Vivian Fernandes is a senior journalist with nearly 30 years of practice, 19 of them in television, all of which he spent at TV18. Vivian’s last assignment was as executive editor of a book on India and China written by the founder of the Network 18 group, Mr Raghav Bahl. He has been an observer of Indian business and politics, and had reported on economic policy making as reporter, chief of Delhi bureau of correspondents and economic policy editor. Vivian has traveled abroad with Prime Ministers Narasimha Rao, Atal Behari Vajpayee and Manmohan Singh. He was also reported on the World Trade Organization’s trade talks from Cancun, Hong Kong and Geneva. He continues his association with the Network18 group, but not as an employee.
In 1990, I joined the Business and Political Observer (later called the Observer of Business and Politics). Every big business group had a newspaper. If size of business and scale of ambition were the criteria, the Ambanis qualified to own one. To distinguish itself from other financial dailies, BPO was printed on pink paper like the Financial Times of London. The launch was delayed by many months. Vishwanath Pratap Singh was the Prime Minister. He nursed a grudge against the Ambanis and raised hurdles. That gave rival Economic Times a head start. Under editor T N Ninan, it became India's first pink paper.
We saw a young Anil Ambani dart in and out of office. He was always in a hurry and full of energy. He looked dashing like one of those 'Only Vimal' models. The Ambanis introduced modern HR practices. They structured our salaries to make them tax-efficient. This was a novelty for journalists low down in the heap. For the first time we were getting taxable salaries. My previous employment at Hindustan Times was a socialist utopia. Wages - salaries would be an overstatement- were decided by a tribunal appointed by the government. Years of service were no ground for discrimination. Novice or veteran earned about the same. On pay day, one of us would collect cheques for everyone in the department. The wage tribunals had banished envy.
The Ambanis are Gujaratis. I suspect they were Sikhs in the previous birth. At the newspaper, they ran a langar or community kitchen that was as busy as we were idle. Food was free. Initially, even non-vegetarian fare was served. We would order for ourselves and colleagues. The newsroom was an arena of competitive generosity at company expense.
I am no longer an employee of the Ambanis. I am their customer. Power distribution was privatised in 2002, in the month (July) that Dhirubhai Ambani died. We were happy to see the back of that abomination of a state utility, the Delhi Vidyut Board. Delhi was the second state to privatise power distribution after the failed attempt by Orissa. The Delhi government has staked political capital on the initiative. The private companies were seen as mascots of power reforms. They carried the burden of expectations.
Under Anil Sardana (now MD of Tata Power), the Tata utility gave a fine account of itself. But the two Anil Ambani companies gave privatisation a bad name. The top management was competent but it was not empowered. Chief Minister Sheila Dikshit was apologetic. She blamed the rivalry between the brothers. I recall ending a TV report on CNBC-TV18, saying: "Anil Ambani talks corporate governance in Mumbai, he must walk the talk in Delhi." Business Standard editor T N Ninan, in his column in the paper, said: "It is not enough (for Anil Ambani) to make great presentations and wow everyone with financial deal-making. Running a business requires focus, sustained application, team-building and meeting customer expectations." Quite an earful.
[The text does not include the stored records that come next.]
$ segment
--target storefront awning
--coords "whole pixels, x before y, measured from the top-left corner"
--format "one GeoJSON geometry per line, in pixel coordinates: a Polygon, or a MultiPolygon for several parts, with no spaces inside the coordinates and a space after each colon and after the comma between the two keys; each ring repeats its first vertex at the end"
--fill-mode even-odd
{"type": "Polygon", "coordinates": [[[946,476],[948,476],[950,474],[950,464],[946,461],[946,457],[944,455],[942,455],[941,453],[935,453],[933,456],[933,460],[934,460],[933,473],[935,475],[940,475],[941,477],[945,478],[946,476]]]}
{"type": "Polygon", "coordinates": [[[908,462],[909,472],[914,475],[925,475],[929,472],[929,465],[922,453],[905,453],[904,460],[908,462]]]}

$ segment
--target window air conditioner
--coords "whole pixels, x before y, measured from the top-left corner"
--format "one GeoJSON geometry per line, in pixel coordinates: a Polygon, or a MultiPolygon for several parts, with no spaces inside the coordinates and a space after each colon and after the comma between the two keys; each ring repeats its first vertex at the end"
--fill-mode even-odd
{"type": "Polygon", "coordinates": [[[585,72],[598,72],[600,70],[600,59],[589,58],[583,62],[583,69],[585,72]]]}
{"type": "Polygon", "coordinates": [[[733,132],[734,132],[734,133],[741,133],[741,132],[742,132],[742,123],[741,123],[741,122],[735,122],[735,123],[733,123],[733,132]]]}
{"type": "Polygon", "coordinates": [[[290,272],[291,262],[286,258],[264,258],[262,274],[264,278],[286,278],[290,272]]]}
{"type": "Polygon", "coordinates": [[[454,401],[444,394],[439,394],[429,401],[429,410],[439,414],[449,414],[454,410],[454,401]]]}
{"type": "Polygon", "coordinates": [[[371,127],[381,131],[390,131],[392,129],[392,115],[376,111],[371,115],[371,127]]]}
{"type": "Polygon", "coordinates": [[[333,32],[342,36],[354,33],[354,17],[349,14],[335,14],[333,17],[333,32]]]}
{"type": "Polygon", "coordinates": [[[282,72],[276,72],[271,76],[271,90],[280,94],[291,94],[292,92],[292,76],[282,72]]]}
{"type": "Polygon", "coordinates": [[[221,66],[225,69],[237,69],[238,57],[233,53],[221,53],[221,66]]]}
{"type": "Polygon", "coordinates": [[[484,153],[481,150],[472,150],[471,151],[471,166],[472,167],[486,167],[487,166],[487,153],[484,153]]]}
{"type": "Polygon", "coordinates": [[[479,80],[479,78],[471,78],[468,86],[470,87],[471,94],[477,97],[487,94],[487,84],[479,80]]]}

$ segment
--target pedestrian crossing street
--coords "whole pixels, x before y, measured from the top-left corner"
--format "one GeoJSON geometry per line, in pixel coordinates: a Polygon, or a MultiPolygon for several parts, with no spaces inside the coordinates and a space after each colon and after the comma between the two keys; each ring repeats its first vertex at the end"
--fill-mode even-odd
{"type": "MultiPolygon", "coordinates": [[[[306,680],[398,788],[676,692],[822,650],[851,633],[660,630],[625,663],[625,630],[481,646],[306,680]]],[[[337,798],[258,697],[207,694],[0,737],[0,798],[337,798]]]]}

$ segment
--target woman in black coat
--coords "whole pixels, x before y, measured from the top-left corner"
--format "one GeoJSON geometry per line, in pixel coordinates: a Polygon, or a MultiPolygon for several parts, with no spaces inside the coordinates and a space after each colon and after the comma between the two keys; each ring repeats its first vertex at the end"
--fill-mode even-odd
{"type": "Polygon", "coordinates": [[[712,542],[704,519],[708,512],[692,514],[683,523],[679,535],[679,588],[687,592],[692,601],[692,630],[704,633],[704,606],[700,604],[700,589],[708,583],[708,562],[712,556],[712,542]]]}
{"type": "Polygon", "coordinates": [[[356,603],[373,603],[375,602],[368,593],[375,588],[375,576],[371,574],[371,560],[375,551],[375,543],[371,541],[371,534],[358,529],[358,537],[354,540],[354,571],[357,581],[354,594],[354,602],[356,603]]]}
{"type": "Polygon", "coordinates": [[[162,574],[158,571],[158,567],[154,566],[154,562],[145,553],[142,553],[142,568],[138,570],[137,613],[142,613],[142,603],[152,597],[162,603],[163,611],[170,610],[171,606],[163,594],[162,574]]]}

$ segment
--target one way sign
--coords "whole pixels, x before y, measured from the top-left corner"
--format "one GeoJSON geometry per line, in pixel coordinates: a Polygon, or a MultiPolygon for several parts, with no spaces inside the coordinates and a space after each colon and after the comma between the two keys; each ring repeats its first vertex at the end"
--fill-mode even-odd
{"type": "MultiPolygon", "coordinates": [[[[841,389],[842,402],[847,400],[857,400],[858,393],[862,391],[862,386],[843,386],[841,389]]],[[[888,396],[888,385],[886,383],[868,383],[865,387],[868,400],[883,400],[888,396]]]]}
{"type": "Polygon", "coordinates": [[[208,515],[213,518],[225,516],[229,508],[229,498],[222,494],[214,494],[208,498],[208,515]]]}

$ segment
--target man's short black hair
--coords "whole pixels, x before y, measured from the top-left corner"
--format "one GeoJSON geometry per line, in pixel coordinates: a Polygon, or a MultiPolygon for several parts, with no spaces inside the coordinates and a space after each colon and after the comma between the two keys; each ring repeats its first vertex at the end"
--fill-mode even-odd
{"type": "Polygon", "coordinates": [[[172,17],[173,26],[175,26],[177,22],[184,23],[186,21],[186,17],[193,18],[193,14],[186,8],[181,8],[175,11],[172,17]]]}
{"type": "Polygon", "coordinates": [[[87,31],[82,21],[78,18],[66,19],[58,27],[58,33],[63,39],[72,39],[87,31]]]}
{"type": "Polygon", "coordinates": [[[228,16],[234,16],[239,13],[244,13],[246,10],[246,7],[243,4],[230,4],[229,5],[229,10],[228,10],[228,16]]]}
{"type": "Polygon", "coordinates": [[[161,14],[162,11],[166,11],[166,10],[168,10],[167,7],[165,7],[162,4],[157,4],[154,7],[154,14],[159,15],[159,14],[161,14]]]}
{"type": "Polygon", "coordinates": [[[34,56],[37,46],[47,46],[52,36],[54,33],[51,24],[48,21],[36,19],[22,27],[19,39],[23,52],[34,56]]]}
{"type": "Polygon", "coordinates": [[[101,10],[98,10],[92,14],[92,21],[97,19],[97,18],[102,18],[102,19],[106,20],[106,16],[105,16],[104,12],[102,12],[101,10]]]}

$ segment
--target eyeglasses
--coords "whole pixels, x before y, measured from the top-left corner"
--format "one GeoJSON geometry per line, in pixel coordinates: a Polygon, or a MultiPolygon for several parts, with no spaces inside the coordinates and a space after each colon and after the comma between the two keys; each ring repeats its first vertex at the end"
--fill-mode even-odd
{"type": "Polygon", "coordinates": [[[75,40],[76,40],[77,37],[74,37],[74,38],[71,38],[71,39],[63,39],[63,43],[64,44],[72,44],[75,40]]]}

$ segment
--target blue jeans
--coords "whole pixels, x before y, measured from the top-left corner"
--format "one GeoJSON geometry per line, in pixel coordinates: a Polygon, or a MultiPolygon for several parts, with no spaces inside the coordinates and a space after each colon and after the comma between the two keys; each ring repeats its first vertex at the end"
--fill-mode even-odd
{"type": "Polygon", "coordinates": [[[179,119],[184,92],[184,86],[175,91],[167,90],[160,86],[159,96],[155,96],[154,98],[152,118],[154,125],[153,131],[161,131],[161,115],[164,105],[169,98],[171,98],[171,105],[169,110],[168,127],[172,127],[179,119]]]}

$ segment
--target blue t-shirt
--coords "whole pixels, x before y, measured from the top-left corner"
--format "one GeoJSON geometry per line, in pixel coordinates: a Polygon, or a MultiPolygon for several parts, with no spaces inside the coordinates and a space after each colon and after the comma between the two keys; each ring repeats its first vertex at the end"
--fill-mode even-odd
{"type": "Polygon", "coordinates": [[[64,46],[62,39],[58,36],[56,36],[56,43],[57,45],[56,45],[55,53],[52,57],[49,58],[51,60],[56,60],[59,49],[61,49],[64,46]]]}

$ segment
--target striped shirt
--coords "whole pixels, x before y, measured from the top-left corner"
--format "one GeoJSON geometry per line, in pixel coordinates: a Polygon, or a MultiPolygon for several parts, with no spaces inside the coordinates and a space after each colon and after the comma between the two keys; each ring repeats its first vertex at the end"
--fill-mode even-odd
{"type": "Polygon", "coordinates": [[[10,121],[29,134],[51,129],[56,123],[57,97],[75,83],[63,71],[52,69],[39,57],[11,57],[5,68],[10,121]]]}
A couple of years later, the power regulator found BSES inflating capital expenditure by Rs 535 crore through an intra-group transfer of assets. Though BSES's service has improved, Delhi consumers pay high rates, even though power lost to theft and in the course of transmission has fallen to low double digits from over 60 per cent and the Delhi government has written off a loan of Rs 3,000 crore. Like BPO's journalists, the BSES companies are always hungry for more.
And now another Anil Ambani company has let us down. It has shut down the metro service between Delhi international airport and the city centre, citing defective bearings, on which the tracks rest, as a safety hazard. The 23-km express line failed to keep date with the Commonwealth Games, it has been running slower than target speed and it is losing money. Public-private partnership metro projects have not been successful the world over. Is this a ploy to cut losses before they start piling up?
Without sincerity of purpose, PPP infrastructure projects will have the possibility of privatising gains at public expense. Given the level of morality in our governance system, strong covenants will be of little help. Unscrupulous private players (and this is no insinuation against Reliance Infrastructure) can induce officials and ministers to renege on commitments and walk out of a contract.
Companies indeed have a responsibility to shareholders. But they must also honour the trust that society has reposed in them.
You cannot legislate integrity.
The airport metro has been working for just about a year. It is too early for the operator to throw up their hands. It must operate the line on a 'best endeavour' basis. If after a couple of years it is found that the line is genuinely unviable, the government could re-auction it to the one who seeks the least subsidy.